Der Hinweis auf die US-amerikanischen Ölinteressen am Persischen Golf und am Kaspischen Meer ist richtig – und reicht dennoch nicht aus. Die Krise des Kapitalismus geht weitaus tiefer: Nicht nur die Profitrate sinkt (was durch Bilanzfälschungen eine Zeitlang überspielt wurde), auch das Geld will seine Rolle als «allgemeines Wertäquivalent» (Marx) seit der Aufhebung der Goldbindung nicht mehr so richtig spielen.
Der Vortrag setzt bei den US-amerikanischen Besatzungsplänen für den ein, klärt den Zusammenhang zwischen Bush-Administration und Öl-Multis, leitet den Zusammenhang zwischen Wirtschaftskrise und Kriegsgefahr im Sinne von Rosa Luxemburg her und untersucht, ob an Däubler-Gmelins Vergleich zur Kriegsökonomie des Nazis nicht doch etwas dran sein könnte.
Meine These: Bush und Greenspan müssen dasselbe fürchten wie Hitler und dessen Zentralbanker Schacht: daß die inflationäre Geldblase nur solange nicht platzt, wie ihre Armeen von Sieg zu Sieg eilen.
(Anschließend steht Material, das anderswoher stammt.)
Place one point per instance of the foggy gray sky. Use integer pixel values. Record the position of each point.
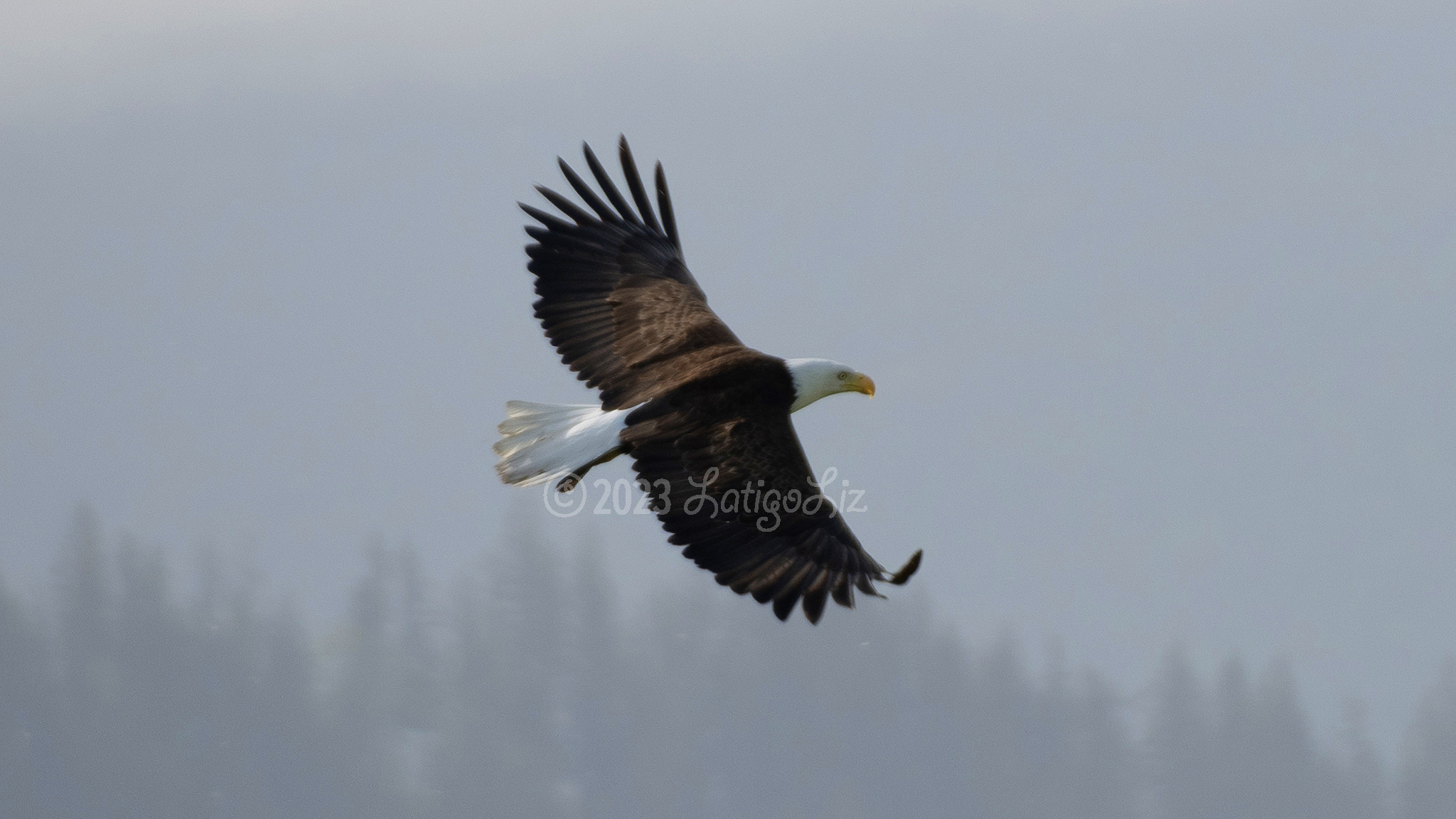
(1160, 296)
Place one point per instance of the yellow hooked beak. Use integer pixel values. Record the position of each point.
(861, 384)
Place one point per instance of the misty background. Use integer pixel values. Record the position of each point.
(1158, 298)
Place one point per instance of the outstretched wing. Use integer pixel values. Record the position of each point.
(732, 484)
(616, 299)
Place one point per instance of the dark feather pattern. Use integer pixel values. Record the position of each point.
(711, 417)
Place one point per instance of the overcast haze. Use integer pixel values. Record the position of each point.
(1158, 296)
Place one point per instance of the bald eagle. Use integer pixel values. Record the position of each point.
(704, 417)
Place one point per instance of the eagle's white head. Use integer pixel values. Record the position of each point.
(815, 378)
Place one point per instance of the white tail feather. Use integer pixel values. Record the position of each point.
(540, 442)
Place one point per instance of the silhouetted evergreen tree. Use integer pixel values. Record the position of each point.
(540, 695)
(1178, 744)
(1429, 771)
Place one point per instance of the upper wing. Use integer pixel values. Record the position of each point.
(616, 299)
(730, 483)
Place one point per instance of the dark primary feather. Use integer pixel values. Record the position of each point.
(623, 312)
(616, 299)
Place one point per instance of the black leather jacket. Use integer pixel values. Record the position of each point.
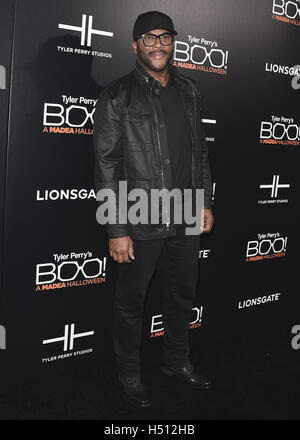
(130, 143)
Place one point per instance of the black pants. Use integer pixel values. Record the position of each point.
(179, 255)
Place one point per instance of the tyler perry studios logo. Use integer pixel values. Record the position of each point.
(67, 342)
(287, 11)
(73, 115)
(70, 270)
(269, 245)
(87, 34)
(280, 130)
(157, 328)
(272, 189)
(198, 53)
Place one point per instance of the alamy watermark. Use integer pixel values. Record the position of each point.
(172, 204)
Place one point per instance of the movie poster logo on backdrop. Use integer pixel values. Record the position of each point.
(269, 245)
(73, 115)
(198, 53)
(280, 130)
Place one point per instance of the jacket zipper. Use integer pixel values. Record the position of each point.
(195, 137)
(159, 146)
(158, 139)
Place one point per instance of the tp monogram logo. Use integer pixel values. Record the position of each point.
(275, 185)
(69, 336)
(85, 30)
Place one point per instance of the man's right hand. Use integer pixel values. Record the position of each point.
(120, 249)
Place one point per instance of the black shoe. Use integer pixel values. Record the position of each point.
(187, 375)
(134, 391)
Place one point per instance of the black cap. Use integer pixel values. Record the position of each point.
(152, 20)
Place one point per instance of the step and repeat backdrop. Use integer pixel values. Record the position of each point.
(57, 275)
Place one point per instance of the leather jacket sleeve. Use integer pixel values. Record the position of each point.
(107, 143)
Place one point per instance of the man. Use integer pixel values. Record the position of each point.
(148, 132)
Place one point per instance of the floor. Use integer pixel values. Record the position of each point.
(252, 384)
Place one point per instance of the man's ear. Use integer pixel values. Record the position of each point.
(134, 46)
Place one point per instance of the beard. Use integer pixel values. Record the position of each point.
(145, 59)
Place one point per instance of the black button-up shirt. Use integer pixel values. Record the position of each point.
(179, 141)
(178, 133)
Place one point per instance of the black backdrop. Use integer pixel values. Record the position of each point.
(54, 75)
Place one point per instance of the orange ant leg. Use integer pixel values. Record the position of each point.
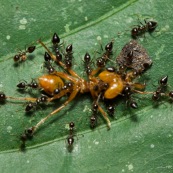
(22, 99)
(94, 72)
(71, 97)
(60, 62)
(101, 110)
(105, 117)
(138, 86)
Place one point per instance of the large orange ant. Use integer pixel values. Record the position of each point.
(141, 29)
(108, 83)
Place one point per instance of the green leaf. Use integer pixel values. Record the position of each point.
(139, 140)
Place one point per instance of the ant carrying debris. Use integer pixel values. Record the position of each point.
(141, 29)
(22, 56)
(101, 83)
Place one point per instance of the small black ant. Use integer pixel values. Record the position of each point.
(25, 85)
(22, 55)
(101, 62)
(161, 88)
(70, 138)
(68, 56)
(87, 63)
(139, 30)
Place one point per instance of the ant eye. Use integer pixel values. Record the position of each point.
(16, 58)
(55, 39)
(69, 48)
(31, 49)
(47, 57)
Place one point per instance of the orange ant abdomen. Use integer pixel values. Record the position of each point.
(115, 83)
(50, 82)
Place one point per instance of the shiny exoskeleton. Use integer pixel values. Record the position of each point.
(22, 56)
(141, 29)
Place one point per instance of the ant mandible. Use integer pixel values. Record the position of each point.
(149, 26)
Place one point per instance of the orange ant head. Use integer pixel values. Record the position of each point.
(49, 83)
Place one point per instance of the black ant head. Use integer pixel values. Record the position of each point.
(109, 47)
(47, 57)
(163, 81)
(16, 58)
(87, 58)
(134, 33)
(151, 26)
(31, 49)
(21, 85)
(55, 39)
(2, 97)
(69, 48)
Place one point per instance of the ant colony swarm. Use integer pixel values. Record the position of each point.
(104, 83)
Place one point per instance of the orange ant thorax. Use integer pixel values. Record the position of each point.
(50, 82)
(115, 83)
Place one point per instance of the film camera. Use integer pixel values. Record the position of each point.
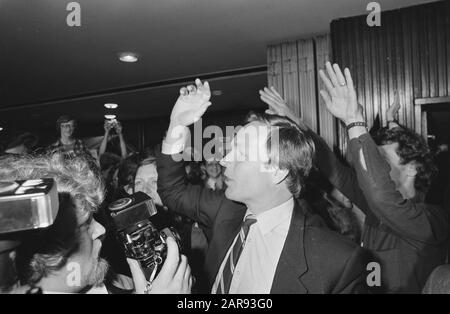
(25, 206)
(135, 219)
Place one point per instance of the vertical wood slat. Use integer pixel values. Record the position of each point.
(407, 87)
(308, 102)
(447, 28)
(290, 76)
(424, 54)
(392, 74)
(343, 52)
(409, 53)
(432, 50)
(441, 57)
(274, 68)
(327, 123)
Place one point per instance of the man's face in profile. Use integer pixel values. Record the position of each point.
(67, 129)
(147, 181)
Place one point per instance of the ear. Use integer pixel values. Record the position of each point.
(411, 169)
(279, 175)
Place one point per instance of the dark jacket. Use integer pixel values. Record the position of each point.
(313, 260)
(407, 237)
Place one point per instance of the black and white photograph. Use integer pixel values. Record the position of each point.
(224, 152)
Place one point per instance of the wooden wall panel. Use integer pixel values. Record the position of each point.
(327, 123)
(292, 70)
(408, 53)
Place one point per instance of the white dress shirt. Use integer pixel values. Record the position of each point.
(258, 262)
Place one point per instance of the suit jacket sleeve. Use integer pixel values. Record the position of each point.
(340, 175)
(194, 201)
(353, 276)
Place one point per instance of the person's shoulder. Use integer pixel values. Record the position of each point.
(439, 281)
(319, 235)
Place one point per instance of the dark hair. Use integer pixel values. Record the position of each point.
(295, 148)
(411, 148)
(127, 172)
(80, 191)
(27, 139)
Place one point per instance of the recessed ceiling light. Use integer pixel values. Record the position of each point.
(128, 57)
(111, 106)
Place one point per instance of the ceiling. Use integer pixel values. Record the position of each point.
(43, 59)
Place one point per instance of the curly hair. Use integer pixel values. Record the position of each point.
(80, 190)
(294, 152)
(411, 148)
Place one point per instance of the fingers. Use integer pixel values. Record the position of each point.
(332, 74)
(275, 91)
(328, 84)
(348, 78)
(326, 97)
(201, 111)
(339, 75)
(173, 258)
(192, 89)
(183, 91)
(140, 283)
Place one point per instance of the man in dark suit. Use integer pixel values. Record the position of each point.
(261, 239)
(387, 180)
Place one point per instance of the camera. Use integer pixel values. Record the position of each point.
(27, 205)
(135, 219)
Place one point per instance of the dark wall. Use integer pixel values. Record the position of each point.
(409, 52)
(138, 133)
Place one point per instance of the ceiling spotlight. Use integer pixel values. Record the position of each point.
(128, 57)
(111, 106)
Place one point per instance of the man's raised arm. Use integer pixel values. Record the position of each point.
(191, 200)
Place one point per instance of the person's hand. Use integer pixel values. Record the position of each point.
(277, 105)
(191, 104)
(340, 95)
(174, 277)
(118, 127)
(107, 126)
(394, 108)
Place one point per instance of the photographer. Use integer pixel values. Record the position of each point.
(109, 126)
(65, 257)
(67, 142)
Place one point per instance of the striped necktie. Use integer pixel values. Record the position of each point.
(228, 271)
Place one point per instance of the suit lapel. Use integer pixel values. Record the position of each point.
(292, 264)
(222, 241)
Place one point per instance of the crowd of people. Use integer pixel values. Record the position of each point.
(296, 219)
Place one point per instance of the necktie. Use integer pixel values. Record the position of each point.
(233, 257)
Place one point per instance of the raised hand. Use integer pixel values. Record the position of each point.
(174, 277)
(340, 95)
(118, 127)
(277, 105)
(191, 104)
(393, 109)
(107, 126)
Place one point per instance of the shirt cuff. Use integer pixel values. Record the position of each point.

Für den Dollar (und dollarnominierte Wertpapiere) gilt heute, was für die Reichsmark im Zweiten Weltkrieg galt: Die Anleger glauben den aufgedruckten Wert, solange jedermann jederzeit und an jedem Ort mit militärischer Gewalt gezwungen werden kann, die Papierschnipsel in Waren einzutauschen. Bringen die USA die Ölreserven des Irak, die zweitgrößten der Welt, unter ihre Kontrolle, wird das die Bonität ihrer Nationalökonomie (nicht nur die der unmittelbar profitierenden Ölkonzerne) bedeutend erhöhen. Werden die Armeen aber geschlagen, bricht eine gigantische Geldentwertung aus.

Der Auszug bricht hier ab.